Iain M. Banks – Feersum Endjinn

‘Between you and me, my dear,’ Pieter shouted an hour later as he drove the whirring battery car along the dusty road from the house to Cazoria, the nearest town, ‘I put you in the blue room on purpose last night; the bed’s headboard is fitted with a receptor system.’ He smiled over at her.

They had the sunlight-powered car’s top off; the wind whis­tled round their ears. (‘Ruins the efficiency,’ Pieter had told her, ‘but it’s much more fun.’ He wore goggles and a tie-down hat, and had given her similar equipment. She wore loose trousers, a blouse and a light jacket.) ‘I thought you might be able to avail yourself of the facilities. If you hadn’t, well then, no harm done.’
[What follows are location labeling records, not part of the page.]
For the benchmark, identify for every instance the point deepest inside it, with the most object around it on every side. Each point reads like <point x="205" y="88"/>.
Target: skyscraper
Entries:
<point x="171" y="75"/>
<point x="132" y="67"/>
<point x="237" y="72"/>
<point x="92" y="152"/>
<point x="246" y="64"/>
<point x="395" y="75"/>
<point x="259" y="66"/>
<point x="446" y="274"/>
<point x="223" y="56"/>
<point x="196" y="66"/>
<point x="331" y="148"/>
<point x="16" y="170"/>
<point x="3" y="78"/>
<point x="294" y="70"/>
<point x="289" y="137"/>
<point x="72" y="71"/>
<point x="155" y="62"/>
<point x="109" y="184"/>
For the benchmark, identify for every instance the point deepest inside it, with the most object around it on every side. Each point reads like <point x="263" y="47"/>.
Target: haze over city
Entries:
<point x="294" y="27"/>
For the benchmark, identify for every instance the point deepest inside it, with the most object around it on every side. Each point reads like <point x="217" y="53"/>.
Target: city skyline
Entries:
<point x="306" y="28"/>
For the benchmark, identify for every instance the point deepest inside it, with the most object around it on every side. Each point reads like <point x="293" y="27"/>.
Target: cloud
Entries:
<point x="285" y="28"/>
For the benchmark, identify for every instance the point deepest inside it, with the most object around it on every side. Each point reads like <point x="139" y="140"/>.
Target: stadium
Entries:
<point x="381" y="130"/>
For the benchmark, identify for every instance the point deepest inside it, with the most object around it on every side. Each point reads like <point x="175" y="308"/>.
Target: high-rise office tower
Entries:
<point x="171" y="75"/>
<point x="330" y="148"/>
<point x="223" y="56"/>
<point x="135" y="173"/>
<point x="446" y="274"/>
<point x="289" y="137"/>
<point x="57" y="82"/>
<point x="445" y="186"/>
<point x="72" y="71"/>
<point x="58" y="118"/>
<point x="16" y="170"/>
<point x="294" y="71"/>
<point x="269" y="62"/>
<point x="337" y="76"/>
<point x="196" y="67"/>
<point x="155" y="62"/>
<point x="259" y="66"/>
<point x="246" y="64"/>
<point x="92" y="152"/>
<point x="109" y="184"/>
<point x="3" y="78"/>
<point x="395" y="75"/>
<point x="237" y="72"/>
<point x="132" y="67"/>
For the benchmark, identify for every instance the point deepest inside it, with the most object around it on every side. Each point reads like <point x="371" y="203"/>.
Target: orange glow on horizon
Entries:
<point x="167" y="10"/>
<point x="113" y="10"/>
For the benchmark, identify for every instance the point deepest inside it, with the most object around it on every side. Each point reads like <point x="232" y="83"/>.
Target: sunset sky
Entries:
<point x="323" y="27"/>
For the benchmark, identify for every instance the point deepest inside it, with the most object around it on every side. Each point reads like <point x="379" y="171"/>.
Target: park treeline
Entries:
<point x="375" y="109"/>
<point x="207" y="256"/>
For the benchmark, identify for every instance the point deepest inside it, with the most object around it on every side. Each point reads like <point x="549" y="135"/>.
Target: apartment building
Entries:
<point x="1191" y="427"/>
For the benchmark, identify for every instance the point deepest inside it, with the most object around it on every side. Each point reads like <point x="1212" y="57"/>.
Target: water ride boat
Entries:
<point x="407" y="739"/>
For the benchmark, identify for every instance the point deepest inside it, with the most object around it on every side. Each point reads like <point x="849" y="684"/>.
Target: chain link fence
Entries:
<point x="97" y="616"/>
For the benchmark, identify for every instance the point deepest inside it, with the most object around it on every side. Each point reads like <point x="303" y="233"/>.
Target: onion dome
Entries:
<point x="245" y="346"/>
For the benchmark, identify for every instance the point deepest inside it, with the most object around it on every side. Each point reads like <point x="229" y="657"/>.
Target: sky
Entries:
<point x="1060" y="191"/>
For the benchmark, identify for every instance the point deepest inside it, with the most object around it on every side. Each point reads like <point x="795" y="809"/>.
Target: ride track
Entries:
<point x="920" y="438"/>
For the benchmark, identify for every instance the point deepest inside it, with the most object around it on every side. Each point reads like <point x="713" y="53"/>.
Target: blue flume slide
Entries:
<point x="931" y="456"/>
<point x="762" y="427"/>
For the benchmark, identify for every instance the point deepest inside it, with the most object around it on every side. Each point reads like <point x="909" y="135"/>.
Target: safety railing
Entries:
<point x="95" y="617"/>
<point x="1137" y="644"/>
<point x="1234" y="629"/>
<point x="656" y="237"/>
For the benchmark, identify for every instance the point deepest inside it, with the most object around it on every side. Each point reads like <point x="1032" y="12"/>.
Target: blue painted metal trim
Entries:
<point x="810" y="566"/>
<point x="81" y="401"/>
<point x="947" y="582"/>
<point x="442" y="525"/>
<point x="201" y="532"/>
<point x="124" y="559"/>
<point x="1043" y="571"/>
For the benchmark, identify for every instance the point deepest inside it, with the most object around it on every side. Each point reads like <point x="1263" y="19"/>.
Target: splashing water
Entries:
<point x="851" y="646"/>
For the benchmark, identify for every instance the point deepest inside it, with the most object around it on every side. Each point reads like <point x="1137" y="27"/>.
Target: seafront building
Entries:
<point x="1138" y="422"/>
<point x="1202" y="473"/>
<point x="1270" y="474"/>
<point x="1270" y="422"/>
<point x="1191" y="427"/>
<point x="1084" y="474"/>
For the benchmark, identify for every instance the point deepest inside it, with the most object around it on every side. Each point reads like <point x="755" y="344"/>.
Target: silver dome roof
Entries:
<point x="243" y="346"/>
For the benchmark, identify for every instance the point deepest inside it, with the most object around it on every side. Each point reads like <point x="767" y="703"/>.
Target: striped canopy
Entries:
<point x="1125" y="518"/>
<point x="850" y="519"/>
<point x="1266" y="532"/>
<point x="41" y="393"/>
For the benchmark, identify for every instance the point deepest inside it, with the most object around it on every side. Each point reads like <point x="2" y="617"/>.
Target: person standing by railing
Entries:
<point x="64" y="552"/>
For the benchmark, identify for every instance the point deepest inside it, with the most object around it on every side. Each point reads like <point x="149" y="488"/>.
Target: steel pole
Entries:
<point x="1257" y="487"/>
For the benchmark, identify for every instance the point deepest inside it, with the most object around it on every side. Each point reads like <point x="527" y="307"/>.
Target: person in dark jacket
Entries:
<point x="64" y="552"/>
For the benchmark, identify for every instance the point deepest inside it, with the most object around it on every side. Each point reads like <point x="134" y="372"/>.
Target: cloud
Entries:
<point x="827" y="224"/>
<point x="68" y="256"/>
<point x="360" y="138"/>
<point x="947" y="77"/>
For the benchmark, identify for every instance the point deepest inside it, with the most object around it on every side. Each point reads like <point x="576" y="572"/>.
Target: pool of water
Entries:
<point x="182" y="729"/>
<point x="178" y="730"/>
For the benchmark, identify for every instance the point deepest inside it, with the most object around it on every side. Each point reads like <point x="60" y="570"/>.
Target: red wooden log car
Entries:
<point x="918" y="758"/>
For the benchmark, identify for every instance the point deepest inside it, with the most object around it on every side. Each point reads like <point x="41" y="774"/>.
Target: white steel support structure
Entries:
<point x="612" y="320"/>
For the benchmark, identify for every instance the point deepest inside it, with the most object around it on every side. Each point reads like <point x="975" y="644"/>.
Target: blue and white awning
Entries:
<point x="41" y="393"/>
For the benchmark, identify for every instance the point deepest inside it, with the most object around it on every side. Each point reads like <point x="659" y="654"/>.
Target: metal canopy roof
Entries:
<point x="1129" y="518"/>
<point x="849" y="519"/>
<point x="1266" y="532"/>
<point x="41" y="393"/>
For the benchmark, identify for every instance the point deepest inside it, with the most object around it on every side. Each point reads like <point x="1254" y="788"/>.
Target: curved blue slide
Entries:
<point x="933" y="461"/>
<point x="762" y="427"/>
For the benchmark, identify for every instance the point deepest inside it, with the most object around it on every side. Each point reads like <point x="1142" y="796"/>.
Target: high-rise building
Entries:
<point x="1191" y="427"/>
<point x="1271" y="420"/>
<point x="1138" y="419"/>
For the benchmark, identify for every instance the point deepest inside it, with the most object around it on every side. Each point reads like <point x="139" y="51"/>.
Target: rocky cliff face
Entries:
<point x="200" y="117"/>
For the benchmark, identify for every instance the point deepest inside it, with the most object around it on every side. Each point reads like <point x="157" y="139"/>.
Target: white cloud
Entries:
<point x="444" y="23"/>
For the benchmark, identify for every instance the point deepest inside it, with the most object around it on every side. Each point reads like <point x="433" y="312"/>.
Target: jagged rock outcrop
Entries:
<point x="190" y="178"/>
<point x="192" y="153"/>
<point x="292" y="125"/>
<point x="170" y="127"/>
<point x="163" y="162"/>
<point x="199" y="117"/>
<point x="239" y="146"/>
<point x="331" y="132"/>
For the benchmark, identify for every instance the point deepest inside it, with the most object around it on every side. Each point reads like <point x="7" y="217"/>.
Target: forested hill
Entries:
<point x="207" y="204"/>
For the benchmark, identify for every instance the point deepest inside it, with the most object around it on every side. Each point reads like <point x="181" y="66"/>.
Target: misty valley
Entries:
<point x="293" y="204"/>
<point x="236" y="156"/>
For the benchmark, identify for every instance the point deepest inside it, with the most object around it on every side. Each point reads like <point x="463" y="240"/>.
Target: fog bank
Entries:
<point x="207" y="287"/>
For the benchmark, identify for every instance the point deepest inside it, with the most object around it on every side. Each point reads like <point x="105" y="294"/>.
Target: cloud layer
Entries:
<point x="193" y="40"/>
Asura held onto her hat and smiled broadly at him. Then she frowned, and said, ‘The bed made me dream?’

‘Not exactly, but it let you dream… in concert, shall we say? Though you must have a remarkable gift to adapt so quickly and so easily.’

They drove on through the morning, between wild fruit-forests of banana and orange. Asura was enjoying the drive.

‘Ah, Asura?’ Pieter said.

‘Yes?’

‘That is not regarded as acceptable in polite society. Or, come to think of it, in almost any society, normally.’

‘What? This?’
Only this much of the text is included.